Bij een electieve ingreep moet het bloedingsrisico van de ingreep worden afgewogen tegen het risico op het optreden van trombo-embolische complicaties bij het staken van de antistolling.
Degene, die de operatie of ingreep uitvoert bepaalt het trombo-embolie risico en het bloedingsrisico van de operatie/ingreep. Er dienen binnen een ziekenhuis lokale afspraken te worden gemaakt en vastgelegd wie (anesthesioloog en/of operateur) verantwoordelijk is voor het instellen, eventuele tijdelijk onderbreken/overbruggen en herstarten van de antitrombotische medicatie. In dit kader is het van belang dat patiënten die antitrombotische medicatie gebruiken en een electieve operatie/ingreep dienen te ondergaan, uiterlijk 10 dagen voorafgaand aan de ingreep, worden gezien door de specialist die lokaal verantwoordelijk is voor het periprocedurele antistollingsbeleid met betrekking tot het stoppen en/of overbruggen van de antistolling.

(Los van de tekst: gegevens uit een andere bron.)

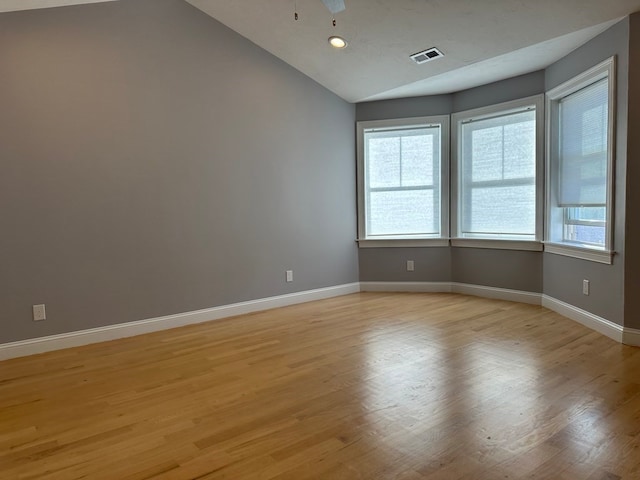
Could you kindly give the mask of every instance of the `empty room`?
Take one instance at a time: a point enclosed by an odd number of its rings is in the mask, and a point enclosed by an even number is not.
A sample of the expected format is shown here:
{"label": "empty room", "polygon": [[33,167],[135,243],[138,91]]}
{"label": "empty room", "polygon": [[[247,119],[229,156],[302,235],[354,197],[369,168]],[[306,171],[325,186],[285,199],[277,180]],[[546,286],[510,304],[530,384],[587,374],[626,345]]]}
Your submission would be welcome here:
{"label": "empty room", "polygon": [[0,0],[0,478],[640,479],[636,12]]}

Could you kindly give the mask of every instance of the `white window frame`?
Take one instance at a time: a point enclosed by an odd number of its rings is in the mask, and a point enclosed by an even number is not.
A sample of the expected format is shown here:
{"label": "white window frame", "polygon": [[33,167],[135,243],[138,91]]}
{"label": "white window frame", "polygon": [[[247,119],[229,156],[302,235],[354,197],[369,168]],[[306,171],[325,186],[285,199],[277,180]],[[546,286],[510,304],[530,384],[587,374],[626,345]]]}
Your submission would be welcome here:
{"label": "white window frame", "polygon": [[[547,129],[547,168],[546,168],[546,234],[545,252],[556,255],[611,264],[613,259],[613,182],[615,156],[615,115],[616,115],[616,58],[610,57],[595,67],[549,90],[546,94],[546,129]],[[558,105],[560,101],[598,81],[608,78],[609,104],[607,126],[607,194],[606,194],[606,233],[604,248],[552,239],[552,232],[564,228],[566,207],[559,207],[556,199],[556,182],[558,176]],[[561,226],[559,226],[561,225]]]}
{"label": "white window frame", "polygon": [[[462,124],[472,120],[481,120],[497,115],[521,111],[527,107],[535,108],[536,112],[536,225],[533,240],[520,240],[508,236],[462,237],[461,232],[461,194],[462,175],[461,158]],[[492,248],[503,250],[531,250],[542,251],[542,237],[544,227],[544,95],[534,95],[510,102],[489,105],[482,108],[458,112],[452,115],[452,152],[451,152],[451,245],[454,247]]]}
{"label": "white window frame", "polygon": [[[358,180],[358,246],[369,247],[442,247],[449,245],[449,115],[399,118],[357,122]],[[402,129],[409,127],[440,128],[440,235],[439,236],[366,236],[365,145],[364,133],[372,129]]]}

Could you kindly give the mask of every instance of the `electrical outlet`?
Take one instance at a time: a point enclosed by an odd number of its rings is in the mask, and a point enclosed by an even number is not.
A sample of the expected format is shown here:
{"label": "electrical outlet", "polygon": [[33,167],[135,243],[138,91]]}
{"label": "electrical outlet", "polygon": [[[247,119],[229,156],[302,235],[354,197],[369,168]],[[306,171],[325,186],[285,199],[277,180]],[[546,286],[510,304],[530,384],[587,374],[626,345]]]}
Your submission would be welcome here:
{"label": "electrical outlet", "polygon": [[293,282],[293,270],[287,270],[287,283]]}
{"label": "electrical outlet", "polygon": [[415,265],[413,260],[407,260],[407,272],[413,272],[415,270]]}
{"label": "electrical outlet", "polygon": [[589,295],[589,280],[582,280],[582,293]]}
{"label": "electrical outlet", "polygon": [[47,312],[44,308],[44,303],[40,305],[33,306],[33,321],[40,322],[47,318]]}

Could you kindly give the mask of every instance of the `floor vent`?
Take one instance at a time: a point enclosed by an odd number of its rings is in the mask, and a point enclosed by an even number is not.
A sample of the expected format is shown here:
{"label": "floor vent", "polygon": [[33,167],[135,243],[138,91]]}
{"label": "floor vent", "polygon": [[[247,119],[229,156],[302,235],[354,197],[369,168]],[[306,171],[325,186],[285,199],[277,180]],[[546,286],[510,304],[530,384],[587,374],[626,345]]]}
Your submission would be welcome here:
{"label": "floor vent", "polygon": [[437,48],[430,48],[422,52],[414,53],[413,55],[410,55],[410,57],[411,60],[416,62],[418,65],[422,65],[423,63],[430,62],[436,58],[444,57],[444,54]]}

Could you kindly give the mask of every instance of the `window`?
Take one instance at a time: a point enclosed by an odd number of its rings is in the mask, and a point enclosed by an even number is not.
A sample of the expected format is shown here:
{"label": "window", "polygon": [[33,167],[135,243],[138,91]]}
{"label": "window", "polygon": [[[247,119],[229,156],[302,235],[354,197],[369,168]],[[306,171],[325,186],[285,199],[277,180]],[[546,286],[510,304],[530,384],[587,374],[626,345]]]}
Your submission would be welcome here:
{"label": "window", "polygon": [[448,244],[448,124],[358,122],[360,246]]}
{"label": "window", "polygon": [[614,59],[547,93],[547,246],[611,263]]}
{"label": "window", "polygon": [[455,246],[541,250],[542,96],[457,113]]}

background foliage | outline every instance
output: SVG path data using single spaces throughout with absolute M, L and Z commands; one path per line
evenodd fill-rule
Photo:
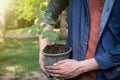
M 34 23 L 32 14 L 36 11 L 32 6 L 39 3 L 42 7 L 48 5 L 49 0 L 7 0 L 9 6 L 6 8 L 6 24 L 8 28 L 19 28 L 31 26 Z
M 34 24 L 35 17 L 33 17 L 33 13 L 34 15 L 41 13 L 43 7 L 46 7 L 49 1 L 0 0 L 0 80 L 37 80 L 37 78 L 41 79 L 44 77 L 41 75 L 38 63 L 38 38 L 33 38 L 29 33 L 20 34 L 20 32 L 24 27 L 30 27 Z M 37 3 L 39 5 L 35 6 L 34 4 Z M 38 12 L 33 5 L 34 7 L 39 6 Z M 65 23 L 65 17 L 62 17 L 64 19 L 60 23 Z M 64 30 L 61 33 L 66 33 L 66 24 L 61 26 L 61 29 Z M 35 29 L 34 27 L 32 27 L 33 30 Z M 54 30 L 57 33 L 60 31 L 58 28 Z M 50 37 L 54 39 L 53 36 Z M 61 37 L 61 39 L 62 41 L 57 40 L 57 43 L 65 44 L 64 38 Z M 24 79 L 26 73 L 34 71 L 37 71 L 37 74 L 35 73 L 37 78 L 30 74 L 31 79 Z

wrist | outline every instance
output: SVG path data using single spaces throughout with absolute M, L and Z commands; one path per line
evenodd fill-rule
M 45 56 L 42 53 L 39 53 L 39 64 L 45 62 Z
M 82 73 L 100 69 L 94 58 L 80 61 L 79 65 Z

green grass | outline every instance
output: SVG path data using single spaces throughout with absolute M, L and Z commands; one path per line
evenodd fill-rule
M 57 41 L 57 43 L 64 44 L 65 40 Z M 22 76 L 31 71 L 40 71 L 38 59 L 37 38 L 6 39 L 0 44 L 0 76 L 7 72 Z
M 37 39 L 7 39 L 0 45 L 0 74 L 10 72 L 23 74 L 39 71 L 39 48 Z

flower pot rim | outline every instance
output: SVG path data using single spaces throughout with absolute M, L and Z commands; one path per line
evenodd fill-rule
M 71 47 L 69 47 L 69 50 L 68 51 L 66 51 L 66 52 L 64 52 L 64 53 L 57 53 L 57 54 L 55 54 L 55 53 L 45 53 L 44 51 L 43 51 L 43 54 L 45 55 L 45 56 L 62 56 L 62 55 L 65 55 L 65 54 L 68 54 L 68 53 L 70 53 L 70 51 L 72 50 L 72 48 Z

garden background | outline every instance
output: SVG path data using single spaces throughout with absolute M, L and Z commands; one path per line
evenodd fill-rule
M 47 80 L 38 63 L 38 37 L 21 31 L 35 24 L 33 5 L 39 4 L 41 13 L 49 1 L 0 0 L 0 80 Z M 60 44 L 67 36 L 66 15 L 66 11 L 61 13 L 54 28 L 61 35 Z

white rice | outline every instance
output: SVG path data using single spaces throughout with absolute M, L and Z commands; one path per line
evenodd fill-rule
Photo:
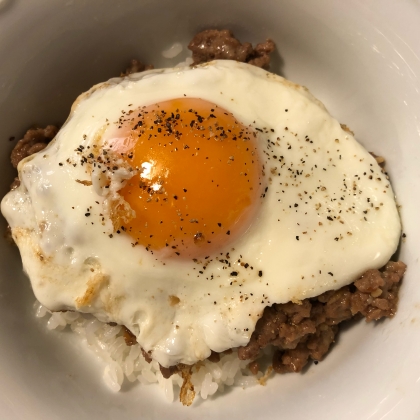
M 182 44 L 175 42 L 167 50 L 162 51 L 162 55 L 165 58 L 175 58 L 177 55 L 181 54 L 183 48 Z
M 194 60 L 191 57 L 187 57 L 184 61 L 181 61 L 180 63 L 176 64 L 175 67 L 186 67 L 190 66 L 192 63 L 194 63 Z
M 169 402 L 179 399 L 182 377 L 175 374 L 165 379 L 157 362 L 146 362 L 138 344 L 126 345 L 121 326 L 111 326 L 93 316 L 77 312 L 51 313 L 39 302 L 35 302 L 34 307 L 36 316 L 47 321 L 48 329 L 60 331 L 70 328 L 105 362 L 103 380 L 112 391 L 119 391 L 124 380 L 139 381 L 142 386 L 157 384 Z M 219 362 L 206 360 L 194 366 L 191 383 L 196 399 L 201 397 L 205 400 L 216 392 L 223 392 L 226 386 L 247 388 L 263 384 L 263 372 L 253 375 L 247 367 L 248 363 L 240 360 L 234 351 L 222 354 Z

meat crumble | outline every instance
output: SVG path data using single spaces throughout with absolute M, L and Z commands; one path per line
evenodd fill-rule
M 29 129 L 12 150 L 10 160 L 13 167 L 17 168 L 22 159 L 45 149 L 57 132 L 58 128 L 55 125 L 47 125 L 45 128 Z
M 331 290 L 301 303 L 267 307 L 250 342 L 238 349 L 242 360 L 255 360 L 273 346 L 277 373 L 300 372 L 309 360 L 322 360 L 334 343 L 338 325 L 353 317 L 367 322 L 391 318 L 406 265 L 390 261 L 381 270 L 368 270 L 349 286 Z
M 128 76 L 129 74 L 140 73 L 142 71 L 153 69 L 154 66 L 152 66 L 151 64 L 143 64 L 141 61 L 133 59 L 130 61 L 130 65 L 125 69 L 125 71 L 121 73 L 120 76 L 124 77 Z
M 188 48 L 192 51 L 194 65 L 212 60 L 236 60 L 268 69 L 270 54 L 276 46 L 267 39 L 253 48 L 249 42 L 241 44 L 227 29 L 207 29 L 195 35 Z

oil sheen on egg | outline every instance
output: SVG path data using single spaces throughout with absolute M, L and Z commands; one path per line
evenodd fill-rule
M 99 84 L 18 169 L 2 212 L 36 297 L 125 325 L 166 367 L 382 267 L 401 233 L 353 136 L 306 89 L 237 62 Z

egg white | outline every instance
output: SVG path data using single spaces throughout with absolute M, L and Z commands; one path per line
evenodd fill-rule
M 113 234 L 100 187 L 76 181 L 91 180 L 77 149 L 92 147 L 123 110 L 184 96 L 258 129 L 264 164 L 251 228 L 205 269 L 205 261 L 160 261 Z M 301 86 L 233 61 L 96 85 L 47 149 L 20 163 L 19 177 L 1 209 L 38 300 L 125 325 L 163 366 L 247 344 L 266 306 L 383 266 L 401 232 L 386 175 L 324 106 Z

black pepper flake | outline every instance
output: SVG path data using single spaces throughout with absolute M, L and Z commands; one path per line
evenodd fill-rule
M 230 235 L 230 230 L 228 230 L 228 231 L 226 232 L 226 235 Z
M 262 270 L 258 271 L 258 277 L 262 277 Z
M 232 277 L 236 277 L 238 274 L 239 274 L 239 273 L 238 273 L 237 271 L 232 271 L 232 272 L 230 273 L 230 275 L 231 275 Z
M 297 241 L 299 240 L 299 236 L 296 236 L 296 240 L 297 240 Z
M 90 213 L 85 213 L 85 216 L 86 216 L 86 217 L 89 217 L 89 216 L 90 216 Z
M 406 235 L 405 233 L 403 233 L 403 234 L 402 234 L 402 237 L 403 237 L 403 238 L 406 238 L 406 237 L 407 237 L 407 235 Z
M 328 274 L 329 274 L 330 276 L 333 276 L 333 275 L 334 275 L 333 273 L 331 273 L 331 271 L 328 271 Z

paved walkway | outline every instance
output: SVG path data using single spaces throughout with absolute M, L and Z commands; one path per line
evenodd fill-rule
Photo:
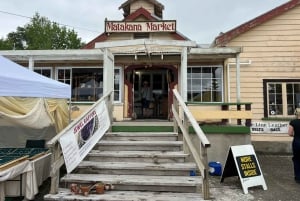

Essentiele communicatie tussen zorgverleners bij operaties en ingrepen:
Regime van antitrombotische medicatie rondom operatie/ingreep, inclusief eventueel overbruggingsadvies indien er tijdelijk onderbroken moet worden.

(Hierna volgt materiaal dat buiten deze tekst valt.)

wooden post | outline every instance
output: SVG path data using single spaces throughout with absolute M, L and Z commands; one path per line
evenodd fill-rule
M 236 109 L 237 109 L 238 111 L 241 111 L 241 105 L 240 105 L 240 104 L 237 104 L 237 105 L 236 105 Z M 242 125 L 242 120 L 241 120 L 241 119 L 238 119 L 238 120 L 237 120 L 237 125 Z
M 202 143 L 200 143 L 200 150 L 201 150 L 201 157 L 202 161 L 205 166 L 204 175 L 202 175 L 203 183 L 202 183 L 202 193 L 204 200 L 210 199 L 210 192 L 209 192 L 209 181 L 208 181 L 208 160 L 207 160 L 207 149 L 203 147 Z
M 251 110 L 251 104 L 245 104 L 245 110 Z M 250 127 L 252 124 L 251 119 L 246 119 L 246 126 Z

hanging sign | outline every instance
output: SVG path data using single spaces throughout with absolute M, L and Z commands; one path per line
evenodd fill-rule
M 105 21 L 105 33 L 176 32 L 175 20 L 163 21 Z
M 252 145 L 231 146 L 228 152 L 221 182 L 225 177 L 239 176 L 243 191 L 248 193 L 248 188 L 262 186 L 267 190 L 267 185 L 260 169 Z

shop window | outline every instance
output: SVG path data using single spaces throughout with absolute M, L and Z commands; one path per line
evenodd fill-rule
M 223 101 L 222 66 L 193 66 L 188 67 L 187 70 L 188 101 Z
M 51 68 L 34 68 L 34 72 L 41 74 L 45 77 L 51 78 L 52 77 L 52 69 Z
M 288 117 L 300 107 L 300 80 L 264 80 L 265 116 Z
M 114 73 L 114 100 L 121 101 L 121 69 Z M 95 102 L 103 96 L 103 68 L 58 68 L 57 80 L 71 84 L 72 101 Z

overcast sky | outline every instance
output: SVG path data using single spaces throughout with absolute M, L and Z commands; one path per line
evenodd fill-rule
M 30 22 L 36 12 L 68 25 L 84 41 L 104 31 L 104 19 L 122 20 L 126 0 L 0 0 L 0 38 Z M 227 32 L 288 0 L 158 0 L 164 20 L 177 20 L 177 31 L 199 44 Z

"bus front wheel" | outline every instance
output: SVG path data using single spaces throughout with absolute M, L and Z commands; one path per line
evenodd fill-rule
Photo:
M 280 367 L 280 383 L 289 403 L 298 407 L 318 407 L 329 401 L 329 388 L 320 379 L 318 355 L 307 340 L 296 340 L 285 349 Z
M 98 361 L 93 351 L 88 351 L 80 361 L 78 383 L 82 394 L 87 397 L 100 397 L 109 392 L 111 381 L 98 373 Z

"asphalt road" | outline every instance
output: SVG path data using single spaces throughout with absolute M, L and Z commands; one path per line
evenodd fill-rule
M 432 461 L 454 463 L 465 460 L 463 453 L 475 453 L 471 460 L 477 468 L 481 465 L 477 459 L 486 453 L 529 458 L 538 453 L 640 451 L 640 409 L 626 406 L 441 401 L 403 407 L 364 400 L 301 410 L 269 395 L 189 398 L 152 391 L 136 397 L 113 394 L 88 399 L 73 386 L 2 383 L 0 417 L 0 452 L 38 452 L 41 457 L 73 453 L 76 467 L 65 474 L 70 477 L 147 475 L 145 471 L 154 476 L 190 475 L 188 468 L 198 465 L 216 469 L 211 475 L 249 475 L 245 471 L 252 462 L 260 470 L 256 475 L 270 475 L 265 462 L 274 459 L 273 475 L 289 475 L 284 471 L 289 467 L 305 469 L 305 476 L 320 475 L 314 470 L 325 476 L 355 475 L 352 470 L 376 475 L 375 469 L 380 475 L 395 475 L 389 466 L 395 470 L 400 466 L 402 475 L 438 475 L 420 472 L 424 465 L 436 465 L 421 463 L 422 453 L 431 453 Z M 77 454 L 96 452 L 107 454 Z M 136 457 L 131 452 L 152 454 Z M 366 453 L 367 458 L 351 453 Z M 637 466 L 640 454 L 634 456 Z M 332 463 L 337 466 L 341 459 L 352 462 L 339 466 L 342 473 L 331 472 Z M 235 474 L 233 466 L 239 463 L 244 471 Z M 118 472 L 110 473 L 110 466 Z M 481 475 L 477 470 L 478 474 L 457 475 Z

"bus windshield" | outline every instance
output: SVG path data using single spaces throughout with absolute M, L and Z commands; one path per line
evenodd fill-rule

Als voorbeeld kunnen de volgende afspraken van kracht zijn (NB dit kan per ziekenhuis en trombosedienst variëren):
de operateur bepaalt bloedingsrisico ingreep en/of antistolling gestaakt moet worden;
de anesthesioloog of een andere inhoudsdeskundige specialist controleert de voorgestelde inschatting van het bloedingsrisico door de operateur (verificatie-proces) en stelt het periprocedurele antistollingsbeleid vast, inclusief initiëren van bridging indien wenselijk of noodzakelijk (bijvoorbeeld clopidogrel vervangen door ASA of LMWH bij VKA en hoog tromboserisico). Bij complexere zaken regelt de anesthesioloog of andere inhoudsdeskundige specialist een advies van de voorschrijver en gaat met operateur in conclaaf over bijvoorbeeld uitstel van de ingreep of opereren onder een TAR; ook wordt in overleg met de apotheker medicatieverificatie verricht.

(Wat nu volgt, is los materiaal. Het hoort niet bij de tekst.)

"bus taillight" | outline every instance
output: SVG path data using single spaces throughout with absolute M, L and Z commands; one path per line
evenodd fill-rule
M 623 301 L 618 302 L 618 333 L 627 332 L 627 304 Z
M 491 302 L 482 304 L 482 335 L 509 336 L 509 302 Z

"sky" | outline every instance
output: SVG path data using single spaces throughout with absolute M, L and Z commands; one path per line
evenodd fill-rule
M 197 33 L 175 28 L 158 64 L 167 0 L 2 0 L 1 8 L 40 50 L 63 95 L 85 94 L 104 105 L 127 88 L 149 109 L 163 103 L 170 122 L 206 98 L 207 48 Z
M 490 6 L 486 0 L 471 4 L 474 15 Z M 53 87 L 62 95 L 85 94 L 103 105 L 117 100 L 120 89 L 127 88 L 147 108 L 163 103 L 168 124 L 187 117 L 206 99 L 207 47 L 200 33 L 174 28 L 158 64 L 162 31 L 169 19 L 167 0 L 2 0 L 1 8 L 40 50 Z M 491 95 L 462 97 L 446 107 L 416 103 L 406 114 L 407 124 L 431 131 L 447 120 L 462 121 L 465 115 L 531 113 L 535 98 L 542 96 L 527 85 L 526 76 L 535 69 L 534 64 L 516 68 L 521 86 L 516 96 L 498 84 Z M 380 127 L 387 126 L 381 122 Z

Dit beleid wordt door de anesthesioloog of andere inhoudsdeskundige specialist besproken met de patiënt en bij VKA gebruik doorgegeven aan de trombosedienst; indien geïndiceerd krijgt de patiënt een recept mee voor bridging medicatie (van de Trombosedienst voor VKA en van de operateur voor TAR). Indien uitstel van de operatie of interventie geïndiceerd is, wordt dit besproken met de operateur.
De OK-planning van de operateur controleert of medicatie-afspraken zijn vastgelegd, inclusief anticoagulantia en antibiotica en geeft de OK-datum door aan patiënt en licht de trombosedienst in via het ingrepenformulier.
De behandelaar of buiten het ziekenhuis de (tand) arts, die de ingreep uitvoert, is verantwoordelijk voor het postprocedureel herstarten van de antistolling en de eventuele heraanmelding bij de trombosedienst als de patiënt VKA gebruikt.